Furthermore, Section 3-ll-6(D) addresses the removal of an appointed official by stating that such removal is “[sjubject to the limitation of a merit system ordinance adopted as authorized in Section 3-13-4.” The legislature would not have allowed Section 3-ll-6(D) to expound on how appointed officials are to be removed if it did not mean to give Section 3-ll-6(D) the authority to do so under Section 3-13-4. Therefore, I would conclude that the word “employee” under Section 3-13-4 is a general term which includes those that are also employed as appointed officials by the governing body.

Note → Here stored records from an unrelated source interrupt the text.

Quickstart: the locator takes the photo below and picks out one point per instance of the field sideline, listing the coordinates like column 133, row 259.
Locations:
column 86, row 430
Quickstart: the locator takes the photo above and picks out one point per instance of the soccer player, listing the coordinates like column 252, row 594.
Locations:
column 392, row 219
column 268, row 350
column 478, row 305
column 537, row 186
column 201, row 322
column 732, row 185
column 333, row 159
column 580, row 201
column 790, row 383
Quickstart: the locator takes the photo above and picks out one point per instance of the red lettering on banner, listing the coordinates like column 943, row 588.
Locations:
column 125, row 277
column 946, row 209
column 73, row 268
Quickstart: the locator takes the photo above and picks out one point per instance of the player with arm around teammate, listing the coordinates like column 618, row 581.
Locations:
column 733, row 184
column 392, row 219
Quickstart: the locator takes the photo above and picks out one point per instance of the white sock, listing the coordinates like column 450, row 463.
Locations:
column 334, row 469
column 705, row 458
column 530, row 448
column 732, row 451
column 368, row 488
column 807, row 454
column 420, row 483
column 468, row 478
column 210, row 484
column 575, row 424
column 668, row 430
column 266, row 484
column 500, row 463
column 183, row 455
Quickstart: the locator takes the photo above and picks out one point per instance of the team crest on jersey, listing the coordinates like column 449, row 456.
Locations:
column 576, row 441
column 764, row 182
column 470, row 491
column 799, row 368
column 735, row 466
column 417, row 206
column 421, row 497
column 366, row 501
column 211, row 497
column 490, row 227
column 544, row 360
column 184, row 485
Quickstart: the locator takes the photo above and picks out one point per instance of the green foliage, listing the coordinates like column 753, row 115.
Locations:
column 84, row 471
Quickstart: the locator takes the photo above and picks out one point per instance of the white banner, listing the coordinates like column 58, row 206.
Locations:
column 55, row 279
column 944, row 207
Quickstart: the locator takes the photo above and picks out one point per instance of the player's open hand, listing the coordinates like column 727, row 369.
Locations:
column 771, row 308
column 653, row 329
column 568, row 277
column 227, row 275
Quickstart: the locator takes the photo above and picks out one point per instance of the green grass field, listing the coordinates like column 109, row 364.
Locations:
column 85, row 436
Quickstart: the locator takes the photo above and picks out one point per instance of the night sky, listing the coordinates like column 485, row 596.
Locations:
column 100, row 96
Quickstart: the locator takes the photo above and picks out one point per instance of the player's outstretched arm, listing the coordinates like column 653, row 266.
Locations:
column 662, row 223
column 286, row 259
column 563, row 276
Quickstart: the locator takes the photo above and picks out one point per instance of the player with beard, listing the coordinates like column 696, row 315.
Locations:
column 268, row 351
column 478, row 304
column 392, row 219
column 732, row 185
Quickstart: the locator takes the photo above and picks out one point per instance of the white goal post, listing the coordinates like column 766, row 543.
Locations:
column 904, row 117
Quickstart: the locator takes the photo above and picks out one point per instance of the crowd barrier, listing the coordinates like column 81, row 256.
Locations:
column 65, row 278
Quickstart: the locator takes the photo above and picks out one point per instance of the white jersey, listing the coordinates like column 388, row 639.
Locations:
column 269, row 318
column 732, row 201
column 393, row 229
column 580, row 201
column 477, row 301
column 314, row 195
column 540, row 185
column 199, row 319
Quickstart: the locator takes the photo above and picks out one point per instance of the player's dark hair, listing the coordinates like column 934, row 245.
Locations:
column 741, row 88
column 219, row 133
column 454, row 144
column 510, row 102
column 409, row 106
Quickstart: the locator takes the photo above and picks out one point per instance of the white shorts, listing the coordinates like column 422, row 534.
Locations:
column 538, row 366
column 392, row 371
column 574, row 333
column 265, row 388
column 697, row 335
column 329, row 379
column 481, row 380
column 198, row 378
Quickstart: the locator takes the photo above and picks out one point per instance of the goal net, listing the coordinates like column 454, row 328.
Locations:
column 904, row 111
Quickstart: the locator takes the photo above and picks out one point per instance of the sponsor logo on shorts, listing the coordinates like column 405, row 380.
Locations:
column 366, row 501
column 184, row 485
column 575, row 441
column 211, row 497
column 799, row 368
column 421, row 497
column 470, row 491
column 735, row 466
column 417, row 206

Additionally, in construing these statutes, the chief aim is to give effect to the intent of the legislature. Roth v. Thompson, 113 N.M. 331, 332, 825 P.2d 1241, 1242 (1992). Although a court should not extend a statute’s coverage beyond what was intended, the majority has narrowed the coverage of these statutes short of the point where I believe the legislature intended it should extend. As previously stated, I believe the legislature intended the word “employees” to include “appointed officials.” This interpretation of the legislature’s intent is consistent with my interpretation of the purpose of these statutes: to provide a reasonable approach to an appointed official’s removal. Webb argues that the municipal government system established by the legislature indicates that the spoils system is gone and “that it is the desire of the people of the State of New Mexico that those employees who do competent work not be replaced at the whim of a mayor and/or new city council.” On the other hand, the Village argues and the majority adopts the view that “[t]o force the winner of a political election to be saddled with a member of his immediate executive staff with whom he cannot work, is to block the efficiency of that political system.” Neither result would occur under this interpretation. .The mayor would not be saddled with a previous appointed official with whom he cannot work, since the appointed official may be discharged if the merit system ordinance is followed. However, mandatory compliance with the merit system ordinance also prohibits the mayor from discharging competent personnel at his whim. Simply put, these statutes provide a procedure, a middle ground so to speak, by which an appointed official may be removed from office. Because I believe this to be the correct interpretation of these statutes, I cannot concur in the opinion. 
      
      . Similarly to this case, the losing party’s argument rested in large part on a statute stating "All appointive officers of a municipality governed by a mayor and common council shall be appointed by the mayor with the approval of the council * * * subject to the provisions of the civil service applying to employees, policemen, and firemen.” 
        Id. 233 N.W.2d at 310 (quoting S.D.Codified Laws § 9-14-3 (1967)).